Interest Rate Decision and Key Economic Indicators
The Federal Reserve has lowered its policy rate by 25 basis points, setting the new range at 3.75%-4.00%. This decision marks the second consecutive rate cut and was in line with market expectations. However, the decision was not unanimous, with two members of the Federal Open Market Committee (FOMC) voting against it, indicating a growing divergence of views within the board.
Key highlights from Federal Reserve Chair Jerome Powell's subsequent remarks indicated that current data suggest the economic outlook has not significantly changed. The labor market is perceived to be gradually cooling down, while inflation levels remain slightly elevated. Current data also show the economy growing at a moderate pace. Prior to the government shutdown, data had suggested the economy might be on a more robust path. Currently, data indicates that layoffs and hiring remain at low levels.
A government shutdown is expected to temporarily slow economic activity. Downside risks to employment appear to have increased in recent months. Inflation expectations have risen recently, though most long-term inflation expectations are still in line with the target. Additionally, high customs duties are contributing to increased prices for some goods.
Kansas City Fed President Jeffrey Schmid dissented, voting to maintain the current rate level and stating that a rate cut was premature. Fed member Stephen Miran advocated for a more aggressive 50 basis point cut.
Balance Sheet Policy and Economic Outlook
In addition to the rate decision, the FOMC announced that the Federal Reserve will conclude its quantitative tightening of its balance sheet as of December 1st. Currently, the Fed is reducing its holdings of Treasury bonds by $5 billion per month and mortgage-backed securities (MBS) by $35 billion. Following this date, the principal received from MBS redemptions will be reinvested in short-term Treasury bonds.

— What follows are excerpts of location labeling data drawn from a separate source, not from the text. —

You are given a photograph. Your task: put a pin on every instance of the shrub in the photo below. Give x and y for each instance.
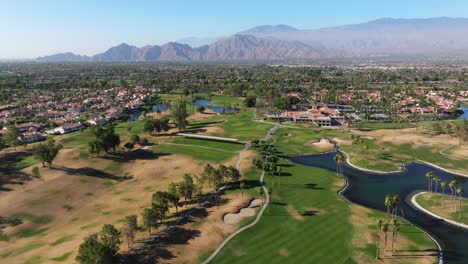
(35, 171)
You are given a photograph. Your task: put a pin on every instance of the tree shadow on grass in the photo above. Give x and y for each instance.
(313, 186)
(249, 184)
(10, 173)
(157, 249)
(139, 154)
(87, 171)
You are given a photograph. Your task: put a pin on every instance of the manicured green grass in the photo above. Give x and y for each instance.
(32, 218)
(25, 162)
(224, 99)
(444, 206)
(291, 226)
(376, 125)
(241, 126)
(387, 156)
(196, 153)
(307, 221)
(63, 239)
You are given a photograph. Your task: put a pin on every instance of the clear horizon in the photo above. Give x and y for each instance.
(32, 28)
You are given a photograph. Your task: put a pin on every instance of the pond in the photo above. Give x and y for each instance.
(369, 189)
(134, 116)
(465, 112)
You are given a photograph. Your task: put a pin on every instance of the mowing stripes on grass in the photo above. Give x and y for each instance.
(63, 239)
(62, 257)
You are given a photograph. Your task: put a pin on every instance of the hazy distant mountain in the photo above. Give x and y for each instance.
(248, 47)
(196, 42)
(382, 37)
(387, 36)
(237, 47)
(267, 29)
(61, 57)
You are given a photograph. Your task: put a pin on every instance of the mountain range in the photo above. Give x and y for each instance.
(382, 37)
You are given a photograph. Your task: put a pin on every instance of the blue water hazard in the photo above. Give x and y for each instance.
(465, 113)
(369, 189)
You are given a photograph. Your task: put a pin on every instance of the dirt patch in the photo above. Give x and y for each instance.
(235, 218)
(408, 136)
(342, 141)
(212, 231)
(284, 252)
(294, 213)
(93, 194)
(246, 161)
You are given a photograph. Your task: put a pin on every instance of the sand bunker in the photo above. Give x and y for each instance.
(235, 218)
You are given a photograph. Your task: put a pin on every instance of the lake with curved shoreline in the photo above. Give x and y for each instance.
(369, 189)
(465, 112)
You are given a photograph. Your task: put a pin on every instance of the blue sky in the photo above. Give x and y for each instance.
(31, 28)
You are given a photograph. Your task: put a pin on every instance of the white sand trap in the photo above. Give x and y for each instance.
(235, 218)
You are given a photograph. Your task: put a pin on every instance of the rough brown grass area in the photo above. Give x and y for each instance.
(95, 201)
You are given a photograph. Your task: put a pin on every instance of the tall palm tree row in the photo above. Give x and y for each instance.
(459, 192)
(339, 160)
(453, 187)
(443, 185)
(429, 176)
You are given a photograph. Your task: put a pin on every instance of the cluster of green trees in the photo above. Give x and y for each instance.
(219, 177)
(106, 139)
(46, 152)
(454, 189)
(391, 224)
(268, 159)
(156, 125)
(11, 138)
(180, 115)
(460, 130)
(101, 247)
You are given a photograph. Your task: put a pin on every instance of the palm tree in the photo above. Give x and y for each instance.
(385, 229)
(339, 159)
(452, 186)
(388, 204)
(459, 192)
(429, 176)
(395, 202)
(278, 174)
(379, 228)
(443, 185)
(395, 229)
(436, 180)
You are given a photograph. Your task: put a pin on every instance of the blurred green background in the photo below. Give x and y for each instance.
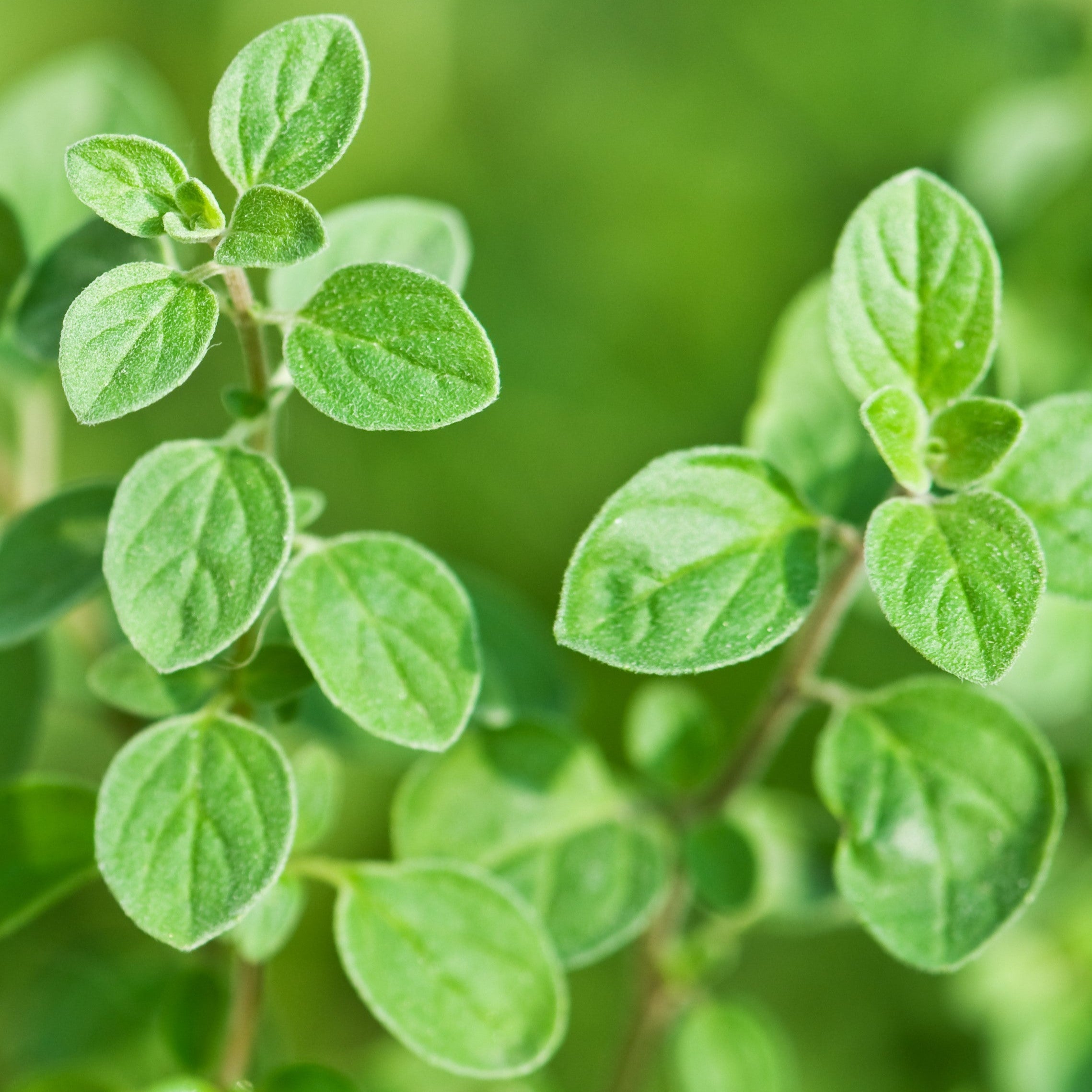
(647, 186)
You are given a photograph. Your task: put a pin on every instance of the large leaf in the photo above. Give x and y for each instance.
(952, 805)
(132, 337)
(916, 296)
(1050, 476)
(706, 558)
(390, 636)
(46, 846)
(52, 559)
(290, 103)
(959, 578)
(195, 823)
(383, 346)
(198, 537)
(453, 966)
(425, 235)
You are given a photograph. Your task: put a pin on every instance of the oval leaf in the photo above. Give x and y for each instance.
(382, 346)
(390, 636)
(916, 296)
(290, 103)
(960, 579)
(952, 805)
(453, 966)
(134, 335)
(198, 537)
(196, 819)
(706, 558)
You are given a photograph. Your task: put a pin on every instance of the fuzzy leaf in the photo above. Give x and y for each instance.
(195, 823)
(960, 579)
(952, 805)
(290, 103)
(198, 537)
(383, 346)
(916, 296)
(705, 558)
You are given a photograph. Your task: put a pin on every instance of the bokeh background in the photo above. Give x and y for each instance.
(647, 185)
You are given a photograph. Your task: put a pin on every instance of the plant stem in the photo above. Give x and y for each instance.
(243, 1023)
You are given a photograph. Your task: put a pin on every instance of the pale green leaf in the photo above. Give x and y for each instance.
(916, 296)
(52, 559)
(195, 823)
(453, 966)
(271, 226)
(952, 805)
(425, 235)
(198, 537)
(383, 346)
(705, 558)
(46, 846)
(1050, 476)
(899, 425)
(290, 103)
(390, 636)
(960, 579)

The official decision statement indicated that current indicators suggest economic activity continues to expand at a moderate pace. The statement emphasized that employment growth has slowed over the year, and while the unemployment rate has slightly increased, it remains low. It also noted that inflation has risen since the beginning of the year but continues to be above the target.
The Committee reaffirmed its commitment to maintaining its long-term target of maximum employment and 2% inflation. However, it acknowledged that uncertainties surrounding the economic outlook remain high, and downside risks to employment have increased in recent months.